Cela fait suite à des dizaines d’attaques documentées contre des hôpitaux, au meurtre de centaines de travailleurs de la santé, à l’assassinat de plus de journalistes que dans tous les conflits des quarante dernières années ; une liste qui est loin d’être exhaustive.

Netanyahou a déjà expliqué le meurtre de Frankcom et de ses collègues. Souriant tout au long d’une courte déclaration vidéo, le dirigeant israélien a déclaré: «Ces choses arrivent dans une guerre».

Les travailleurs de WTC ont été tués peu après avoir franchi un poste de contrôle israélien. Il est désormais confirmé que leur convoi a été touché par trois frappes israéliennes distinctes. Des photos de l’un des véhicules montrent qu’un missile a traversé directement l’emblème du WTC sur son toit, comme s’il s’agissait d’une cible.

L’organisation caritative, l’une des rares qu’Israël eût autorisé à opérer à Gaza, a depuis annoncé la suspension totale de ses activités. Autrement dit, il s’agissait là d’un crime calculé et prémédité parmi tant d’autres, visant clairement à faire avancer l’objectif ouvertement déclaré d’Israël d’affamer le peuple palestinien.

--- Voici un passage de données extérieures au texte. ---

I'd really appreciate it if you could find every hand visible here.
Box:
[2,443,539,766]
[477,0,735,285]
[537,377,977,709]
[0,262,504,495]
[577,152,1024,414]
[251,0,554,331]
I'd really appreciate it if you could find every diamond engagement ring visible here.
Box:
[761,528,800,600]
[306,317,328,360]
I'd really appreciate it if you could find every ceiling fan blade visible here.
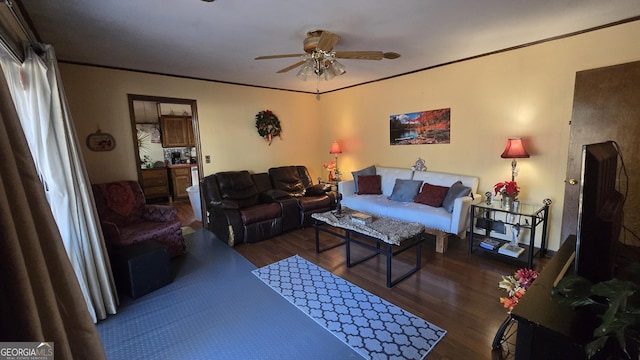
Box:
[383,52,400,60]
[336,51,384,60]
[254,54,307,60]
[276,60,306,74]
[316,30,340,51]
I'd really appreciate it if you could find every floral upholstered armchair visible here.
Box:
[92,181,185,257]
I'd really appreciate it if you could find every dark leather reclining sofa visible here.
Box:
[201,166,336,246]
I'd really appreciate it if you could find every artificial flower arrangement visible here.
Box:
[256,110,282,145]
[322,160,336,181]
[493,181,520,200]
[498,269,538,313]
[322,160,336,171]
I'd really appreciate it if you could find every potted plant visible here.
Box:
[551,263,640,359]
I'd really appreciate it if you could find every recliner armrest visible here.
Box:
[260,189,291,203]
[142,205,178,222]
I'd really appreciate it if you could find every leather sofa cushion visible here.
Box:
[240,203,282,226]
[269,166,306,196]
[298,195,331,212]
[216,171,259,208]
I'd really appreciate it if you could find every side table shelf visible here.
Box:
[469,200,551,268]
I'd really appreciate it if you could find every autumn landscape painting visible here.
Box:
[389,108,451,145]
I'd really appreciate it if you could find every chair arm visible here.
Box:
[338,180,356,195]
[142,205,178,222]
[100,221,124,245]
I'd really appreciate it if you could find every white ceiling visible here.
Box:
[19,0,640,93]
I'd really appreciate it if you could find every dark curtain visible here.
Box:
[0,60,106,359]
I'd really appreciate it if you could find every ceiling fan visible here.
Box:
[255,30,400,80]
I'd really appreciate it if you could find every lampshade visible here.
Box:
[329,141,342,154]
[500,138,529,159]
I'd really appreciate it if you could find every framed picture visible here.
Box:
[389,108,451,145]
[87,129,116,151]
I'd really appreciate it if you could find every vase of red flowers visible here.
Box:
[493,181,520,210]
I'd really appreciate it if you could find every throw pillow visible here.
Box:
[442,180,471,212]
[388,179,422,202]
[413,183,449,207]
[351,165,376,194]
[358,175,382,195]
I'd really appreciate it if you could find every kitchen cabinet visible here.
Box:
[160,116,195,147]
[169,165,191,200]
[142,168,171,199]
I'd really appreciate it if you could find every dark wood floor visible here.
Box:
[174,202,545,360]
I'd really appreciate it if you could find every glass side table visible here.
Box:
[469,199,551,269]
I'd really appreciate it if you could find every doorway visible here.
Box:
[128,94,203,225]
[561,61,640,246]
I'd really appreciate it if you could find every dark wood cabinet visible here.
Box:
[142,168,171,199]
[511,235,595,360]
[160,116,195,147]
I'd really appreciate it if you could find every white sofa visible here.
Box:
[338,166,482,253]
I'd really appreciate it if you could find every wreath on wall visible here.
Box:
[256,110,282,145]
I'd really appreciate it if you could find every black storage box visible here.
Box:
[111,240,172,299]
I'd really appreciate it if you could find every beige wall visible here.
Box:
[60,64,322,183]
[61,21,640,249]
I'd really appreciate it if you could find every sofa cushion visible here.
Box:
[414,183,449,207]
[269,166,305,196]
[304,184,327,196]
[389,179,422,202]
[442,181,471,212]
[240,203,282,227]
[215,171,260,208]
[358,175,382,195]
[376,166,422,196]
[298,196,331,213]
[351,165,376,194]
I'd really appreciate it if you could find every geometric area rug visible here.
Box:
[252,255,447,359]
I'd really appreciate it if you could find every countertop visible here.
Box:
[167,164,198,169]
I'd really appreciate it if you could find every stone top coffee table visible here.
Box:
[311,208,425,287]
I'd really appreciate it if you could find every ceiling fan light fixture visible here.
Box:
[296,66,307,81]
[330,60,347,76]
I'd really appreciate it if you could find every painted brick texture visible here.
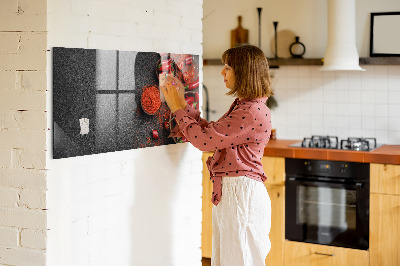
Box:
[0,0,47,265]
[46,0,203,266]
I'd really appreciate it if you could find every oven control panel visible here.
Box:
[285,158,369,179]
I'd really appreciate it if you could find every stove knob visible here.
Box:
[340,164,347,174]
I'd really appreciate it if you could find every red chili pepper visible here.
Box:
[185,96,194,104]
[176,61,183,69]
[183,72,189,82]
[185,55,193,65]
[164,121,169,130]
[185,80,199,90]
[152,129,158,139]
[158,58,172,72]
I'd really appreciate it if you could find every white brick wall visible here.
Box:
[0,0,47,265]
[46,0,202,266]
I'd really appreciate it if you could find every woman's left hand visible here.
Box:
[160,76,187,113]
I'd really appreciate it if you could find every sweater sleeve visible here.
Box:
[174,106,256,151]
[169,104,209,137]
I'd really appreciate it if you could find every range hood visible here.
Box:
[320,0,365,71]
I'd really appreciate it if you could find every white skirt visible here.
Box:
[211,176,271,266]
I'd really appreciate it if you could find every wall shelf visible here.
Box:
[203,57,400,68]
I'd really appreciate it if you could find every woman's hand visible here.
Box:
[160,76,187,113]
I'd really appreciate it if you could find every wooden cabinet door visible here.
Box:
[261,156,285,186]
[265,184,285,266]
[370,163,400,195]
[201,152,213,258]
[369,194,400,266]
[284,240,372,266]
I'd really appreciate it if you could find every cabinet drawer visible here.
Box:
[370,163,400,195]
[285,240,369,266]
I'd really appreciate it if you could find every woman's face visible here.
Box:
[221,64,235,89]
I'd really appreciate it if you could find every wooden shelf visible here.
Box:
[203,57,400,68]
[360,57,400,65]
[203,58,322,68]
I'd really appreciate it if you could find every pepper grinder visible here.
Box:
[273,21,278,58]
[257,7,262,49]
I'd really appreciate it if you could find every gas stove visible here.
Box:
[289,135,381,151]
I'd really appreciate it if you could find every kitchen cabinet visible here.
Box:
[369,164,400,266]
[201,155,285,265]
[284,240,368,266]
[201,152,213,258]
[261,156,285,266]
[370,163,400,195]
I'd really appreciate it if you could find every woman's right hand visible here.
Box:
[161,75,187,112]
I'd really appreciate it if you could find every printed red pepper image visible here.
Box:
[185,96,194,104]
[158,58,172,72]
[152,129,158,139]
[185,80,199,90]
[185,55,193,65]
[141,86,161,115]
[164,121,169,130]
[176,61,183,70]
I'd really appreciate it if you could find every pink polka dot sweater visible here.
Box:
[170,97,271,205]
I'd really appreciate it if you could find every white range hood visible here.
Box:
[320,0,365,71]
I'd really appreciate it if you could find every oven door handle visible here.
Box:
[286,177,364,189]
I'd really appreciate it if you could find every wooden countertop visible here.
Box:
[264,140,400,164]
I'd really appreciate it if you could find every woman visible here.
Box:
[161,45,272,266]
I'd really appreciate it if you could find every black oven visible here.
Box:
[285,158,369,250]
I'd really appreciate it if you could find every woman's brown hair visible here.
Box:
[222,44,274,99]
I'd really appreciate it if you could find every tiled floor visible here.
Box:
[201,258,211,266]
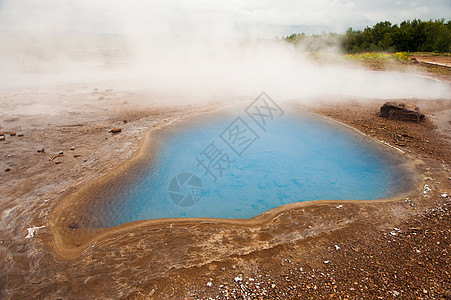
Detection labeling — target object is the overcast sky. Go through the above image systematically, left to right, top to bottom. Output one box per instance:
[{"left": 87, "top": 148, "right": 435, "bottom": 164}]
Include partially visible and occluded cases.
[{"left": 0, "top": 0, "right": 451, "bottom": 37}]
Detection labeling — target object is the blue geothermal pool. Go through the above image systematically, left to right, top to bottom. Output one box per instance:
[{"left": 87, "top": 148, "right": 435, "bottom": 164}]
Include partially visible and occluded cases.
[{"left": 96, "top": 108, "right": 410, "bottom": 227}]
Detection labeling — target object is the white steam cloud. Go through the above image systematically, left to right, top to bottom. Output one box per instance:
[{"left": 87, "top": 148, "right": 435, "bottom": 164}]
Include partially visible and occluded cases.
[{"left": 0, "top": 0, "right": 451, "bottom": 104}]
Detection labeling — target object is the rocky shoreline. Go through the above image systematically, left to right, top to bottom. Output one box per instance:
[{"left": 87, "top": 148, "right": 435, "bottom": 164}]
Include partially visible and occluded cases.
[{"left": 0, "top": 84, "right": 451, "bottom": 299}]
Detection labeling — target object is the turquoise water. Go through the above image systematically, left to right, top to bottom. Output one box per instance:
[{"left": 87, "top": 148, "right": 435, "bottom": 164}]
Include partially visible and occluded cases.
[{"left": 96, "top": 113, "right": 414, "bottom": 227}]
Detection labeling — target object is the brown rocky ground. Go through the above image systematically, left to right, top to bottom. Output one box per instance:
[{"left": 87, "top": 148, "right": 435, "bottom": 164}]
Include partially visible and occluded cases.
[{"left": 0, "top": 64, "right": 451, "bottom": 299}]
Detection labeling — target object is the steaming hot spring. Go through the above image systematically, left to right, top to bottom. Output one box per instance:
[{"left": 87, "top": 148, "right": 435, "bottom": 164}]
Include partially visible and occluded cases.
[{"left": 75, "top": 102, "right": 413, "bottom": 228}]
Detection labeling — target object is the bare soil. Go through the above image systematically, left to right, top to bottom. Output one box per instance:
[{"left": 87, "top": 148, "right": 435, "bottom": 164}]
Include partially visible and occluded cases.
[{"left": 0, "top": 67, "right": 451, "bottom": 299}]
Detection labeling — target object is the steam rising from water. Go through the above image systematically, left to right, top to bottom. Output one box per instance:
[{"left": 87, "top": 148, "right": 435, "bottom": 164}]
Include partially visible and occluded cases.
[{"left": 0, "top": 0, "right": 451, "bottom": 104}]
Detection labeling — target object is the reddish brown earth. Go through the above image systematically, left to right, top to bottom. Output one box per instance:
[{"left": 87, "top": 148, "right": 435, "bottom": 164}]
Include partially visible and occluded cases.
[{"left": 0, "top": 64, "right": 451, "bottom": 299}]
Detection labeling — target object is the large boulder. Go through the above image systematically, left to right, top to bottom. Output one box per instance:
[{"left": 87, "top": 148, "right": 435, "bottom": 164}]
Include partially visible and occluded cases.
[{"left": 380, "top": 102, "right": 424, "bottom": 122}]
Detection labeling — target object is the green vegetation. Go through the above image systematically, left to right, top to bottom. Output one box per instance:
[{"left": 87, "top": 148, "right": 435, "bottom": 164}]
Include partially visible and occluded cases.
[
  {"left": 284, "top": 19, "right": 451, "bottom": 53},
  {"left": 346, "top": 52, "right": 409, "bottom": 61}
]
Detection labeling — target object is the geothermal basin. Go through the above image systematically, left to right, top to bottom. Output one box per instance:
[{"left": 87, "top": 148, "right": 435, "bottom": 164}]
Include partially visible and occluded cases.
[{"left": 82, "top": 110, "right": 414, "bottom": 228}]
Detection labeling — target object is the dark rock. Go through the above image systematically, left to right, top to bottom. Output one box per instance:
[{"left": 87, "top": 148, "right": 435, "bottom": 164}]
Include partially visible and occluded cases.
[{"left": 380, "top": 102, "right": 424, "bottom": 122}]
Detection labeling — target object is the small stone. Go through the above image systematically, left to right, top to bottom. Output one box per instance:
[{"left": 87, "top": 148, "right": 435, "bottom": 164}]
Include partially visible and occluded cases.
[
  {"left": 380, "top": 102, "right": 424, "bottom": 122},
  {"left": 110, "top": 128, "right": 122, "bottom": 133}
]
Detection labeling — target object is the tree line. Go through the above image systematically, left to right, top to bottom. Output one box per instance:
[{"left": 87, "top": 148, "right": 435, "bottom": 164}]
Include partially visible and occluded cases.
[{"left": 284, "top": 19, "right": 451, "bottom": 53}]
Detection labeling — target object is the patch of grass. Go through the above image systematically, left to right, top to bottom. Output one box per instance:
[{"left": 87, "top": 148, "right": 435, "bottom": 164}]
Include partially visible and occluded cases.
[{"left": 345, "top": 52, "right": 409, "bottom": 61}]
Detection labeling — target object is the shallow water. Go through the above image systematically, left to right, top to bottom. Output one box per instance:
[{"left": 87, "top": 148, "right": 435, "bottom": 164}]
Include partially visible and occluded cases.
[{"left": 95, "top": 109, "right": 409, "bottom": 227}]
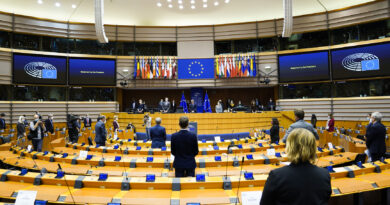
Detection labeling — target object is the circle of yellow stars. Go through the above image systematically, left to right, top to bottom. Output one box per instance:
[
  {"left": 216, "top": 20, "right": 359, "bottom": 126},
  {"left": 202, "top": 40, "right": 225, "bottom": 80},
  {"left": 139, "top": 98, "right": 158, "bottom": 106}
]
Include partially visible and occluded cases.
[{"left": 188, "top": 61, "right": 204, "bottom": 77}]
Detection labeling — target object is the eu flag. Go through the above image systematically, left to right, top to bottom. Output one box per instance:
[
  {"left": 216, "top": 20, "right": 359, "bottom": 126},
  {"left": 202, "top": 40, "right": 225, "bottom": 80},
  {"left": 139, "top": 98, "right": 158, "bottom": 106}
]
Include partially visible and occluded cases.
[{"left": 178, "top": 58, "right": 214, "bottom": 79}]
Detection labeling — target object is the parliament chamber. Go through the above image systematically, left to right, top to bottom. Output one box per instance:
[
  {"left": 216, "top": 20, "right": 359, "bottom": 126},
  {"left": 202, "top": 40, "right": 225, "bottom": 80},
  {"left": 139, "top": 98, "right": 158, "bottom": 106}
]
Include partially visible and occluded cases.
[{"left": 0, "top": 0, "right": 390, "bottom": 205}]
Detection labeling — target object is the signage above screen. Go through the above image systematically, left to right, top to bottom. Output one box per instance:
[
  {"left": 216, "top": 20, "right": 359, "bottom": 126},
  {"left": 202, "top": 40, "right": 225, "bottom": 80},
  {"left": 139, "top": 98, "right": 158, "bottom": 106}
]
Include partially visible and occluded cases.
[{"left": 278, "top": 51, "right": 330, "bottom": 83}]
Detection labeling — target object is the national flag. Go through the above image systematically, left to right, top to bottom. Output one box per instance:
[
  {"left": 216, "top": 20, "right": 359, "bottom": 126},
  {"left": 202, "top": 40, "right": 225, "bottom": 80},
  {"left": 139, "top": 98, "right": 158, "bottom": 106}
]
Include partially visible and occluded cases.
[
  {"left": 180, "top": 92, "right": 188, "bottom": 113},
  {"left": 203, "top": 92, "right": 211, "bottom": 113}
]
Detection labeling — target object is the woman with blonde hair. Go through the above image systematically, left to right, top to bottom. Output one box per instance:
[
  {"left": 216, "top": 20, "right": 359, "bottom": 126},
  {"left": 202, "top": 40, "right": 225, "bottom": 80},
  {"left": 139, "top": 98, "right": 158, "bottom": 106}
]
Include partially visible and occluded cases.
[{"left": 260, "top": 128, "right": 332, "bottom": 205}]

Albanese, Wong et leurs collègues travaillistes sont complices de ces atrocités. Ils ont insisté sur le «droit d’Israël à se défendre» à travers le bombardement de saturation d’un territoire qu’il occupe illégalement. La base d’espionnage de Pine Gap, dans le centre de l’Australie, exploitée conjointement avec les États-Unis, a presque certainement fourni par l’intermédiaire de Washington des informations de ciblage pour les frappes israéliennes. L’Australie fournit des composants clés pour les avions de chasse F-35 qui larguent leurs bombes sur la population de Gaza. Et surtout, les travaillistes opèrent en tandem avec le gouvernement Biden, qui arme, finance et supervise le génocide.

La seule chose qui s’est avérée vraie dans leur pantomime sur la mort tragique de Frankcom, ce sont les commentaires d’Albanese et de Wong dénonçant les opposants au génocide et les qualifiant de menace pour la «cohésion sociale». Quelles que soient ses contorsions, le Parti travailliste soutient le massacre et est hostile à la masse des travailleurs et des jeunes qui veulent y mettre fin.